Was it Kitty Ryder? Probably. They had said she was tall, handsomely built, and had beautiful hair, a shade of auburn like that found on the area steps, with the blood and glass.
He looked back at the surgeon. ‘Did you find anything to indicate how she died?’ he asked.
Whistler shook his head. ‘Not for certain. I think there are some broken bones, but I’ll have to get her back to the morgue to remove her clothes and look at her much more carefully. Nothing obvious. No bullets, no stab wounds that I can see. She wasn’t strangled and there’s no visible damage to the skull.’
‘Anything to identify her?’ Pitt asked a little sharply. He wanted it not to be Kitty Ryder. He would be very relieved if the body had no connection to the Kynaston house, except a reasonable proximity. More than that, he wanted it to be a woman he knew nothing about, even though they would still have to learn. Nobody should die alone and anonymously, as if they did not matter. He would just prefer it to be a regular police job.
‘Possibly,’ Whistler said, meeting Pitt’s eyes. ‘A very handsome gold fob watch. I looked at it carefully. Unusual and quite old, I think. Not hers, that’s for sure. It’s very definitely a man’s.’
‘Stolen?’ Pitt asked unhappily.
‘I should think so. Most likely recently, or she wouldn’t be carrying it around with her.’
‘Anything else?’
Whistler pursed his lips. ‘A handkerchief with flowers and initials embroidered on it, and a key. Looks like the sort of thing that would open a cupboard. Too small to be a door key. Might be a desk, or even a drawer, although not many drawers have separate keys.’ He looked across at the sergeant. ‘I gave it all to him. I’m afraid that’s it, for the meantime.’
Pitt looked back at the body again. ‘Did animals do that to her, or was it deliberate?’
‘It was deliberate,’ Whistler replied. ‘A knife rather than teeth. I’ll know more about it when I look at her more closely, and not by the light of a bulls’-eye lantern when I’m freezing up here on the edge of a damn gravel pit at the crack of dawn. It looks like the bloody end of the world up here!’
Pitt nodded without answering. He turned to the sergeant, holding his hand out, palm up.
The sergeant gave him the small square of white embroidered cambric and a domestic key about an inch and three-quarters long, and the old and very lovely gold watch.
Pitt met his eyes, questioning.
‘Don’t know, sir. There’s a few gentlemen as could have a watch like this. If someone picked his pocket he would have complained, depending where he was at the time, if you get my meaning?’
‘I do,’ Pitt answered.
‘Or ’e could ’ave given it ’er, as payment for services,’ the sergeant added.
Pitt gave him a bleak look. ‘It’s worth a year’s salary for a lady’s maid,’ he said, looking again at the watch. ‘What about the handkerchief?’
The sergeant shook his head. ‘No ideas yet, sir. The initial on the handkerchief is an “R”. Seeing as how Mrs Kynaston’s name begins with an “R”, I thought I should leave that to you.’

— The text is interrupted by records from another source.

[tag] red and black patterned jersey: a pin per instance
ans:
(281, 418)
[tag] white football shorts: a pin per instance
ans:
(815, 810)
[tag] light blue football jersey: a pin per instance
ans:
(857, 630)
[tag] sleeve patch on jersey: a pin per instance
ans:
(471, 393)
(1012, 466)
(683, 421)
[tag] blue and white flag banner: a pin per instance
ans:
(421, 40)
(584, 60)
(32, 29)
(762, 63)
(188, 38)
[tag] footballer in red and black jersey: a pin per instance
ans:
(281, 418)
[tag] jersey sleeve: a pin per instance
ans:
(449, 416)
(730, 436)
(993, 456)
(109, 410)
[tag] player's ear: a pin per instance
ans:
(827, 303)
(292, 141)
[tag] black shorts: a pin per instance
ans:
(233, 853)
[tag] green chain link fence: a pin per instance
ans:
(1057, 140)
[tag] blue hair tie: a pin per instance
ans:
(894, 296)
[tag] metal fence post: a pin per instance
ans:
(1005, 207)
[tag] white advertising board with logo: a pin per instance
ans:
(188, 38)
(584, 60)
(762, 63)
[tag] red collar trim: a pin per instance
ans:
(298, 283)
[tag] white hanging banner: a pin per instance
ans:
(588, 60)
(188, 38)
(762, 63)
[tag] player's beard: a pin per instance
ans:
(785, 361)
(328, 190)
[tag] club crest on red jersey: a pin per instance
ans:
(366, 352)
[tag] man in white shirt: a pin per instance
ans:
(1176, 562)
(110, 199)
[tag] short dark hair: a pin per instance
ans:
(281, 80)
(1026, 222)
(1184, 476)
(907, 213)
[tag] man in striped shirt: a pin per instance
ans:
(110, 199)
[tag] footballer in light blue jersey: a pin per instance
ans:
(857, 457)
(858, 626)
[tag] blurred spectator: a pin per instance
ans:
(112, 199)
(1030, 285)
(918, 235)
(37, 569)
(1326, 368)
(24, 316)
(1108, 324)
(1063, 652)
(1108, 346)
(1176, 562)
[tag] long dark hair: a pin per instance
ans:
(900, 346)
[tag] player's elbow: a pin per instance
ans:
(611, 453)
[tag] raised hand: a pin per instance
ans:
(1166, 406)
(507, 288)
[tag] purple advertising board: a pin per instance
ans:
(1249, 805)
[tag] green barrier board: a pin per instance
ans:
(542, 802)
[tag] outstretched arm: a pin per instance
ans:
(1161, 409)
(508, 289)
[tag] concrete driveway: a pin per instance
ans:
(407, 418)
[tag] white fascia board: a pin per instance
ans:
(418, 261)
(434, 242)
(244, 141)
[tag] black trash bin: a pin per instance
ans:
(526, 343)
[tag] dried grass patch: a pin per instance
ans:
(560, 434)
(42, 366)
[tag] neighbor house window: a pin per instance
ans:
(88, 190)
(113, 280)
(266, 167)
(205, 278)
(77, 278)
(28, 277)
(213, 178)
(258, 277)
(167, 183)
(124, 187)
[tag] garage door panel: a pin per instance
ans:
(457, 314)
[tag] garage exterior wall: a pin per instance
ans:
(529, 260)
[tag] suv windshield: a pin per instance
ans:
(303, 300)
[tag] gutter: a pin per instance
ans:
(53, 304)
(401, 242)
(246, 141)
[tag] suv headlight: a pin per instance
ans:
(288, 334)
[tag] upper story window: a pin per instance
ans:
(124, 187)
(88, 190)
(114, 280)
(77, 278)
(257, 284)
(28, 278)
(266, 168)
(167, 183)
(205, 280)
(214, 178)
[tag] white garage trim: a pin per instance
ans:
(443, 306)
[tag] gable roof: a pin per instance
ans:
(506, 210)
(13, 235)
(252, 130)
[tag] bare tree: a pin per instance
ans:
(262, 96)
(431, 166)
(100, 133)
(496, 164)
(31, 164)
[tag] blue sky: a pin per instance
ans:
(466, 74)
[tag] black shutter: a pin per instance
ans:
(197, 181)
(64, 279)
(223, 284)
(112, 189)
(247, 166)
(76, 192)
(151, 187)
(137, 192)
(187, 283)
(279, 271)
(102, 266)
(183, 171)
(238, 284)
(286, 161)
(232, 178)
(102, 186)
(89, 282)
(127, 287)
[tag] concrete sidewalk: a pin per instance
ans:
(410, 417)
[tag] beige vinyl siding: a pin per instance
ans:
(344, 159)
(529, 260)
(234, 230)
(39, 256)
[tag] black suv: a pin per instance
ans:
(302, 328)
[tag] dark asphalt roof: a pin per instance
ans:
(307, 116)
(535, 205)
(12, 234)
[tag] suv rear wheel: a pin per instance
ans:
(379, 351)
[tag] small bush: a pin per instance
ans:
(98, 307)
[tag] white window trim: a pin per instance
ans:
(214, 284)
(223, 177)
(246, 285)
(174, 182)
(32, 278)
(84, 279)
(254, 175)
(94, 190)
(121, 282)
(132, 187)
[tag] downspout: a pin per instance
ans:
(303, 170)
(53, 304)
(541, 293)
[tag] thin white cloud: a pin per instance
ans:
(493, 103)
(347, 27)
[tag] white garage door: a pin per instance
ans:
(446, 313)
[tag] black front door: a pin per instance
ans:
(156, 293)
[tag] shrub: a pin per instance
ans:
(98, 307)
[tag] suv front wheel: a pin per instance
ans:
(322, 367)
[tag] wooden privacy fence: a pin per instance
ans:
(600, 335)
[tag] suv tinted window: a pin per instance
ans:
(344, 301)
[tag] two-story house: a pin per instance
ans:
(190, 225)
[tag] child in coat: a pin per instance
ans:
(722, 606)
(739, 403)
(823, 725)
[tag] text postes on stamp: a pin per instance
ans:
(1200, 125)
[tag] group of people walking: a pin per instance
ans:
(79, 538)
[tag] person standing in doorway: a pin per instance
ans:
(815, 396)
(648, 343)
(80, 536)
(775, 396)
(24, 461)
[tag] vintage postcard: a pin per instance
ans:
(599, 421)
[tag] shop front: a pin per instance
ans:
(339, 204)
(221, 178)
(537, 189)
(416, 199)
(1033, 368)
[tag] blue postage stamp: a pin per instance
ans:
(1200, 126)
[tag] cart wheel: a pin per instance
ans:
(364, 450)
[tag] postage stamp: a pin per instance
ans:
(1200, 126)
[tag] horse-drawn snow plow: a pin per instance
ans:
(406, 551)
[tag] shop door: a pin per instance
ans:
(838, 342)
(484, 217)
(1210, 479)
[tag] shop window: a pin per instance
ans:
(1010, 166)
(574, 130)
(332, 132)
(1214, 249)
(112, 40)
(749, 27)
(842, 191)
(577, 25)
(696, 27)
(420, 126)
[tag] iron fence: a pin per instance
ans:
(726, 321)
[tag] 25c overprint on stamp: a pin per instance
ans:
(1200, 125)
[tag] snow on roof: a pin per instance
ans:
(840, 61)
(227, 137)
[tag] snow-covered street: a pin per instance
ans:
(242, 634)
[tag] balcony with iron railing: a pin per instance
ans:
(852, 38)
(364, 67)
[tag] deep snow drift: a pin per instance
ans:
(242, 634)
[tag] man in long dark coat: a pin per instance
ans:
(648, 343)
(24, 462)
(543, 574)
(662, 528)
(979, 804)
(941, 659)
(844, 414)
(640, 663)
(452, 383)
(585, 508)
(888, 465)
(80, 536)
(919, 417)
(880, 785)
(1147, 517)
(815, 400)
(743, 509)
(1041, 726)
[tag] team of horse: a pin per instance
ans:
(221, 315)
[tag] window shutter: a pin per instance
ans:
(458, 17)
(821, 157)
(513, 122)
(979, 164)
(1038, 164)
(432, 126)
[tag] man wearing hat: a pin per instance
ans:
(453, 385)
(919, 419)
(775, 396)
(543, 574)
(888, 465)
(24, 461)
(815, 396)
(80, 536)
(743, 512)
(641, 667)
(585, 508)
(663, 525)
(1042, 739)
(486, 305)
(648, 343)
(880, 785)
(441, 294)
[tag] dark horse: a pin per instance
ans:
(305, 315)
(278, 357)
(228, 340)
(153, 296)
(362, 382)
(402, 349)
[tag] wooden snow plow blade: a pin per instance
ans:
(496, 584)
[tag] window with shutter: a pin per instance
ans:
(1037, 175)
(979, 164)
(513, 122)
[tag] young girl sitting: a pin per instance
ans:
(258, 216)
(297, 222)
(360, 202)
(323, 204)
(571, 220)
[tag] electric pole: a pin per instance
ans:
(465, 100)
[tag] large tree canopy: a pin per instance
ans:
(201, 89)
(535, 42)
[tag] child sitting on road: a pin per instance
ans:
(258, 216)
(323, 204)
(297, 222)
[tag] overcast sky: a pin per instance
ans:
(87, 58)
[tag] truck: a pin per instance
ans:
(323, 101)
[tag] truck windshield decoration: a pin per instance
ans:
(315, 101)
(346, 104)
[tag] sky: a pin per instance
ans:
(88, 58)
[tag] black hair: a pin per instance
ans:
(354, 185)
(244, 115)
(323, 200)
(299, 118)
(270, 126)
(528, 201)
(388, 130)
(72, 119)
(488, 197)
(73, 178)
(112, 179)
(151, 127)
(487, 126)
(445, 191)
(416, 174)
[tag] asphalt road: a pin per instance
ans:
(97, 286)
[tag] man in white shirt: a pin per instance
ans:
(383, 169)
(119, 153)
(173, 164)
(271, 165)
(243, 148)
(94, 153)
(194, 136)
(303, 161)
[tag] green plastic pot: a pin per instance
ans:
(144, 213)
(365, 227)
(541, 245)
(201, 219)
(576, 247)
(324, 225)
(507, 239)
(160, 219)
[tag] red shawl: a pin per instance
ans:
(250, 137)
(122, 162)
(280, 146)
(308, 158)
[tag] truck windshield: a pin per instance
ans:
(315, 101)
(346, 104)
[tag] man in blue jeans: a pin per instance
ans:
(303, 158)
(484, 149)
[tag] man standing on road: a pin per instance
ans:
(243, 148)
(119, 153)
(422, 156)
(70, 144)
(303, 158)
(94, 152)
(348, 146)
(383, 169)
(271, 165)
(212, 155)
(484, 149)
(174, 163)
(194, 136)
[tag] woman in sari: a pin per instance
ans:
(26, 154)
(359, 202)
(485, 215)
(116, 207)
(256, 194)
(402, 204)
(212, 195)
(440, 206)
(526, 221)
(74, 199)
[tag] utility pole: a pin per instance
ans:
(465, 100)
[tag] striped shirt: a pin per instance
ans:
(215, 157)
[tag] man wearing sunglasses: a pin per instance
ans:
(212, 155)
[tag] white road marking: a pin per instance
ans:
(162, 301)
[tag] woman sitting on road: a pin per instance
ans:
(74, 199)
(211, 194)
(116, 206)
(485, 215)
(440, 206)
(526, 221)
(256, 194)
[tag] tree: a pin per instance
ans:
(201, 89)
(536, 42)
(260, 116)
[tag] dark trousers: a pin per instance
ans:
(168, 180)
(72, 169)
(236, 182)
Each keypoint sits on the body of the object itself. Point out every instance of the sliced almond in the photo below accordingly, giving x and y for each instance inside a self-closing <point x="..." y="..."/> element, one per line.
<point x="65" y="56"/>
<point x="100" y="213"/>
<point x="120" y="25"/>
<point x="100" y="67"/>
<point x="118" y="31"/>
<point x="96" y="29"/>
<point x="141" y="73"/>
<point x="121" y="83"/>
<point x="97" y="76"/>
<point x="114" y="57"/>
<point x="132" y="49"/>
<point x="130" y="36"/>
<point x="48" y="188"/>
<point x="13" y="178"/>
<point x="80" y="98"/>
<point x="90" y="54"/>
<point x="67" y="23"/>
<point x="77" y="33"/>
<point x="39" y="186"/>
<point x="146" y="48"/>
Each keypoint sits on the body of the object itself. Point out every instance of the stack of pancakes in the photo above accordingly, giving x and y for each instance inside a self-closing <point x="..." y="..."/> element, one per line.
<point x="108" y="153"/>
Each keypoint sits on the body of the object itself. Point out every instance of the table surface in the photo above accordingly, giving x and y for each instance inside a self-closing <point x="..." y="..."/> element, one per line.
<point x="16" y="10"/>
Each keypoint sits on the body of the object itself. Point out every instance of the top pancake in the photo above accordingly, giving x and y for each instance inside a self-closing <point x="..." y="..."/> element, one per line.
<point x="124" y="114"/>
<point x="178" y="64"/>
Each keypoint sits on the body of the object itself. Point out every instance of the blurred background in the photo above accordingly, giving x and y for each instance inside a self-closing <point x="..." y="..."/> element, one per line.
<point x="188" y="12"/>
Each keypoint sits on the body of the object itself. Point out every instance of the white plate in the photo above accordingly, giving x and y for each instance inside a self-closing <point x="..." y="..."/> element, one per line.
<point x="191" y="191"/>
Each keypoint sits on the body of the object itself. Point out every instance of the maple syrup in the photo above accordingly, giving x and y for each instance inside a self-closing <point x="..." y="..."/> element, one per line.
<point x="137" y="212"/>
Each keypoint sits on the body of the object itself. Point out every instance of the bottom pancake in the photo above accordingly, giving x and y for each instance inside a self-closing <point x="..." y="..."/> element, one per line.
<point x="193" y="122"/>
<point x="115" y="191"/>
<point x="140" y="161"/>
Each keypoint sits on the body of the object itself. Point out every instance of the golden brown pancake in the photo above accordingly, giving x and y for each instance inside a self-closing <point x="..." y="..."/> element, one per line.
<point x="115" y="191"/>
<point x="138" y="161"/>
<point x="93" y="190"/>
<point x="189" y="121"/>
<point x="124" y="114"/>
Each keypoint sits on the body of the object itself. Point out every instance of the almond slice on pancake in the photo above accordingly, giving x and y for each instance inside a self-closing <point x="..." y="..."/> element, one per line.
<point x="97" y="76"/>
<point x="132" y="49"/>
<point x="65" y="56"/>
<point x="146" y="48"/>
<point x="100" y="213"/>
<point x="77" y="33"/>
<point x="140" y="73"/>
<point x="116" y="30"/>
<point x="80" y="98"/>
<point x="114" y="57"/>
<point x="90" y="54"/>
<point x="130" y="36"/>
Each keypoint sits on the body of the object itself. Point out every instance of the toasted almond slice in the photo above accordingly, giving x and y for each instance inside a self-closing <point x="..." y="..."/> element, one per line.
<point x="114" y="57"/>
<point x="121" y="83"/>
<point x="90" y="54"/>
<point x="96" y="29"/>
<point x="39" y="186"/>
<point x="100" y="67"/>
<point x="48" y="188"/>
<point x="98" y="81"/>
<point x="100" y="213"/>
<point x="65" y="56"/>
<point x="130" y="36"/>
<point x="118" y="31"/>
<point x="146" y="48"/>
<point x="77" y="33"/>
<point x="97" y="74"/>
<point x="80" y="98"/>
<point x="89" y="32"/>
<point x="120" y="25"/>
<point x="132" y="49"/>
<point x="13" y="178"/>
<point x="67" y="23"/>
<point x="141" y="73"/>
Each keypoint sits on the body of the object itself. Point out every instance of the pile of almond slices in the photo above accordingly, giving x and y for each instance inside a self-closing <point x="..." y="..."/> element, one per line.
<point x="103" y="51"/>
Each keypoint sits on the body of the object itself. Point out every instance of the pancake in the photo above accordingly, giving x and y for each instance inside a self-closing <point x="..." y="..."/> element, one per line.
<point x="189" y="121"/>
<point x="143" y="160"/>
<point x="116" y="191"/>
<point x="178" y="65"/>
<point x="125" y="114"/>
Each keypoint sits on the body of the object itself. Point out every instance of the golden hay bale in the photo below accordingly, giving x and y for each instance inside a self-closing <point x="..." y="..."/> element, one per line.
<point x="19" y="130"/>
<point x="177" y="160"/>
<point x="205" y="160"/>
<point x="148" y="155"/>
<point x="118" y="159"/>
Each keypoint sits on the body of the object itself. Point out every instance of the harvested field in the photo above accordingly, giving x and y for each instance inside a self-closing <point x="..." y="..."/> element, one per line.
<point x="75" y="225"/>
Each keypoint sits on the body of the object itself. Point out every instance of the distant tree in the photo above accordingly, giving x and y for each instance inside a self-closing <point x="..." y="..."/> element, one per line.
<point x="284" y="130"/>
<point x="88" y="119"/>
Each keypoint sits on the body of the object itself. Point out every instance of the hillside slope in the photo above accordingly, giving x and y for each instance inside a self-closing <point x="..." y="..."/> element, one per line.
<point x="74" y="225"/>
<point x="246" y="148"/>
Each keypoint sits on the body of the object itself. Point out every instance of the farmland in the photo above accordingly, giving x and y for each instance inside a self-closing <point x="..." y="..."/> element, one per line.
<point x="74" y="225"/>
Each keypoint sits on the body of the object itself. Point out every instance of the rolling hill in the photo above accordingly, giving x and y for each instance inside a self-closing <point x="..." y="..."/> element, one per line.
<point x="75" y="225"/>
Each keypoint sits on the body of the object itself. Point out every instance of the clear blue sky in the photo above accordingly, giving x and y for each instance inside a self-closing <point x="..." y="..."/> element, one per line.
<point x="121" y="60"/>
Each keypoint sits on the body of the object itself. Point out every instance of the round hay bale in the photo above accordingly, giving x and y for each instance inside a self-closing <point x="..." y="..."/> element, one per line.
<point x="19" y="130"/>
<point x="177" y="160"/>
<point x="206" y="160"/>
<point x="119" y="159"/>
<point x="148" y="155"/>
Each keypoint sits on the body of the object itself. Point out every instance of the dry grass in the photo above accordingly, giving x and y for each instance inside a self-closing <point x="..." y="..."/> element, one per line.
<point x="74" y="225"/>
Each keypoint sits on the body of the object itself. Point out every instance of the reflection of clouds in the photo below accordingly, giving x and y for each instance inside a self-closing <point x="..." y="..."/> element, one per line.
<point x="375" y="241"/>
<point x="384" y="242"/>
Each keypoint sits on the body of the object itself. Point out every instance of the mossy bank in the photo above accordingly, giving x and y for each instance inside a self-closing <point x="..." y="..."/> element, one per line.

‘There are only twenty-six letters in the alphabet, Sergeant,’ Pitt pointed out. ‘There must be scores of names beginning with “R”. If it had been Q, or X, that might have narrowed it down a bit. Even a Y, or Z.’
‘That was exactly what I was thinking, Commander,’ the sergeant replied. ‘And I’m sure Mr Kynaston would have told me so, with some disfavour, if I had started out by asking if this was his wife’s handkerchief.’ Again he seemed about to add something more, and then changed his mind. Instead he turned to his own constable, standing a couple of yards away with his collar turned up and his back to the wind. ‘I expect the commander’ll want you to stay until his own man gets here — more than Mr Stoker, that is. So I’d better get back to the station.’ He gave Pitt a bleak smile. ‘That suit you, sir?’